Shoulders tight, I push off the bed and move toward the door, pausing to steady myself with a hand on the knob. My shirt is smooth beneath my fingers as I brush it down, though the act changes nothing. With slow, practiced care, I step into the corridor, doors lining both sides in quiet shadow.
I reach the elevator at the end. Of course, there’s no light down here at night. Why would there be? We’re just cockroaches to him. But at least I have a roof over my head. A place to keep Diana safe.
The elevator doors open. I step in quickly, eager to see her. I need to talk to her about the plan. When we’re alone, she mostly makes sense. I need to know that she wants to come with us.
I press the button for the entrance floor, just one level above. The door closes, then opens again less than a minute later.
Bright light floods in from the villa’s grand foyer, making me flinch as my eyes adjust after the dark below.
Quickly pulling out my phone, I delete the alert from the screenshot I just sent to myself. I don’t want to think about any of that right now. I need to reach Mom first.
I call for an Uber and walk through the entrance hall—my black boots, jeans, and cheap T-shirt clashing hard with the palace my father built for himself.
The white marble floor glints under the chandelier light, inlaid with gold trim like something out of a tsar’s dream. Massive cream leather sofas with carved dark oak legs line the sunken sitting area, flanked by gold-flaked columns. A samovar sits on the polished tea cart beside the fireplace. Untouched. Just there to look expensive.
A velvet curtain, deep burgundy with heavy gold tassels, hangs tied back beside a wall of floor-length windows. An antique display case filled with hand-painted icons takes up an entire wall. Next to it? A massive oil painting of him—smirking, posed like a royal. I roll my eyes and sneer again at the joke of it all.
The expensive carved wooden tea table comes next—etched with double-headed eagles and florals—my father’s idea of subtlety.
And then I reach the doors.
Imported from Russia. Oversized. Arched. Gilded. Big enough to swallow you whole.
I press one open and step out. A chill wraps around my arms, raising goosebumps beneath the thin fabric of my shirt. My jaw clenches against it, but I welcome the sting. It’s the first thing that’s made me feel real all night, breathing deeply as the early morning air meets my face.
No one needs a door that size.
Unless they want the whole world to know how small they used to be…
“Roran,” my father’s deep growl sends a chill down my spine. I freeze in place, struggling to keep my breath steady.
“What did I do now?” I mutter under my breath, not daring to look back, but it comes out louder than intended.
My body locks up, eyes squeezed shut, bracing for another slap or that iron grip he loves to leave across my arm—just as the last bruises from his office the other day were finally beginning to fade.
But nothing comes.
I open my eyes and turn slightly toward his voice from inside the house. He’s standing just outside the open doors of his special guests’ dining room, posture stiff, one brow raised in that signature look of cold judgment.
Like my instinct to flinch is some kind of character flaw. Like he didn’t spend years beating it into me.
“What are you doing?” His voice is low, annoyed—like I embarrassed him somehow just by existing in the wrong place.
And then I realize—he’s not alone.
My heart thuds harder, a familiar surge of dread rising up my throat. Something worse is coming. I can feel it.

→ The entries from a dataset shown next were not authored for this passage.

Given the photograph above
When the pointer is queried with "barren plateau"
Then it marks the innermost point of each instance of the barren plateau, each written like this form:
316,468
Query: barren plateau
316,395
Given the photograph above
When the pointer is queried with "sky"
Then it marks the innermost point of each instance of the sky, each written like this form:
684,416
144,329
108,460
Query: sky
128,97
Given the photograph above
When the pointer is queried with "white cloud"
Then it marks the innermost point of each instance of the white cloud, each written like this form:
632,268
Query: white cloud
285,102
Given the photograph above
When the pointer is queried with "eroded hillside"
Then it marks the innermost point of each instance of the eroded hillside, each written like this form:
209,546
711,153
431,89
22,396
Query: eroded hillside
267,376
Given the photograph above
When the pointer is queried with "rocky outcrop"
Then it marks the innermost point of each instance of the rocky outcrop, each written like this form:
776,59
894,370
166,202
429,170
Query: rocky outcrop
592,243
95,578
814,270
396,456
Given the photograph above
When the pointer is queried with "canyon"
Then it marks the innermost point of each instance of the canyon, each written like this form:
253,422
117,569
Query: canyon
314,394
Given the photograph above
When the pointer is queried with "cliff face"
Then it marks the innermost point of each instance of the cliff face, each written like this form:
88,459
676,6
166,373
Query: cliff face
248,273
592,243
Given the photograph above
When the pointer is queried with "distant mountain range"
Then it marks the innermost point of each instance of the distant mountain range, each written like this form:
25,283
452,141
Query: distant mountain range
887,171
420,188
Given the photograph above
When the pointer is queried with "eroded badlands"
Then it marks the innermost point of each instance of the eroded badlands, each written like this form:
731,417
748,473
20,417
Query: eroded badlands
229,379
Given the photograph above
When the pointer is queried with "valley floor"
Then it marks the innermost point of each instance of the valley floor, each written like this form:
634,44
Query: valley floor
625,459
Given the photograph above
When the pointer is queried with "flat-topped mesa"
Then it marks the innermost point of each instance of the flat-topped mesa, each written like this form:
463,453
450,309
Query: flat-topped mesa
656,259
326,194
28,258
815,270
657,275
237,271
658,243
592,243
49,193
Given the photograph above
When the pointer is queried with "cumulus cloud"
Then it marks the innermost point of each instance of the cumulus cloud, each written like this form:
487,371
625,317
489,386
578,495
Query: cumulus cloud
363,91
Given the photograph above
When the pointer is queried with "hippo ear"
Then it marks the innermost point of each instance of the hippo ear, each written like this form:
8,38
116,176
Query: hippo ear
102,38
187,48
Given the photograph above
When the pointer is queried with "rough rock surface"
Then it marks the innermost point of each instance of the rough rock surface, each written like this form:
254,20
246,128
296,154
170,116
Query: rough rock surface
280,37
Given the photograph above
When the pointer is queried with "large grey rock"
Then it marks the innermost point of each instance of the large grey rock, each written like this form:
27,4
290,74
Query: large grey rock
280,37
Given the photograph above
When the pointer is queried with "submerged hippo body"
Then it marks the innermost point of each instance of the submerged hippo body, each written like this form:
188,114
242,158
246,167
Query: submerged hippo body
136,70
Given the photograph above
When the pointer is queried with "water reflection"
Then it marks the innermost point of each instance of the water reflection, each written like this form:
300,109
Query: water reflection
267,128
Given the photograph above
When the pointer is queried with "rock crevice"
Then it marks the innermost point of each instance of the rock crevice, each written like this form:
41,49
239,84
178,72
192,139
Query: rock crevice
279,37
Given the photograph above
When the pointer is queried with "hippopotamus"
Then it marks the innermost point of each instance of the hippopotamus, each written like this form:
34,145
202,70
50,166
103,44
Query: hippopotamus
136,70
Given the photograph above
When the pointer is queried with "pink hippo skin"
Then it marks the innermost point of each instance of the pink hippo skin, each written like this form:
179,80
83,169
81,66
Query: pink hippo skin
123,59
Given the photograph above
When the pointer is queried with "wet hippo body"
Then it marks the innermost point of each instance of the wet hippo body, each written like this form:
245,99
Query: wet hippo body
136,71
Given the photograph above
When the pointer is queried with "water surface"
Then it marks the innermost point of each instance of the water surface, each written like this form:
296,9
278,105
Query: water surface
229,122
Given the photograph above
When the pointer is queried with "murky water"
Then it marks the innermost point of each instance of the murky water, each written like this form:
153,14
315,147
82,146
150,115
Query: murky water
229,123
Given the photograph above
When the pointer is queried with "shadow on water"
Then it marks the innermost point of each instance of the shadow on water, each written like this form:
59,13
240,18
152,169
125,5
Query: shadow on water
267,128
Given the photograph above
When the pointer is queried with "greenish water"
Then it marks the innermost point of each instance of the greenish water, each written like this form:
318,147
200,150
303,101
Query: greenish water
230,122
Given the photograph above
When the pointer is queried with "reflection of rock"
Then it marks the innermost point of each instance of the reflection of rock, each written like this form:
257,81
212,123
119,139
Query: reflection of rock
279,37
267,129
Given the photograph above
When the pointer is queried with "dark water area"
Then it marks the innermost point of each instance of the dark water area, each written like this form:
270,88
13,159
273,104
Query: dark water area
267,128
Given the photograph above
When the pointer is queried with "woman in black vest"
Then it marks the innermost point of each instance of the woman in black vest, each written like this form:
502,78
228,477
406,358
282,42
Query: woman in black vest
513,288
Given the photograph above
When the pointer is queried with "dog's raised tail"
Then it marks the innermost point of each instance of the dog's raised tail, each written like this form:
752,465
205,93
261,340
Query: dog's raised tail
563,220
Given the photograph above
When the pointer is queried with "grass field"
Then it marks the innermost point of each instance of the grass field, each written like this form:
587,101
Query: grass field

Shiny black leather shoes step out of the dining room, each click against the polished tile sharp as a ticking bomb. My gaze rises slowly. Expensive blue tailored suit. A black branded necktie. Cold, ice-blue eyes.
Ivan.
My breath catches.
Every instinct in me screams to run. But I know better. If I run, I’ll be dead in five minutes—either by him or by my father for ruining the deal.
My hands tremble, but I clench them into fists, grounding myself. I will not show weakness.
I straighten, force the panic down, and shove everything else behind the mask my father trained into me. That cold, detached look I wear for the clients at Konfetki.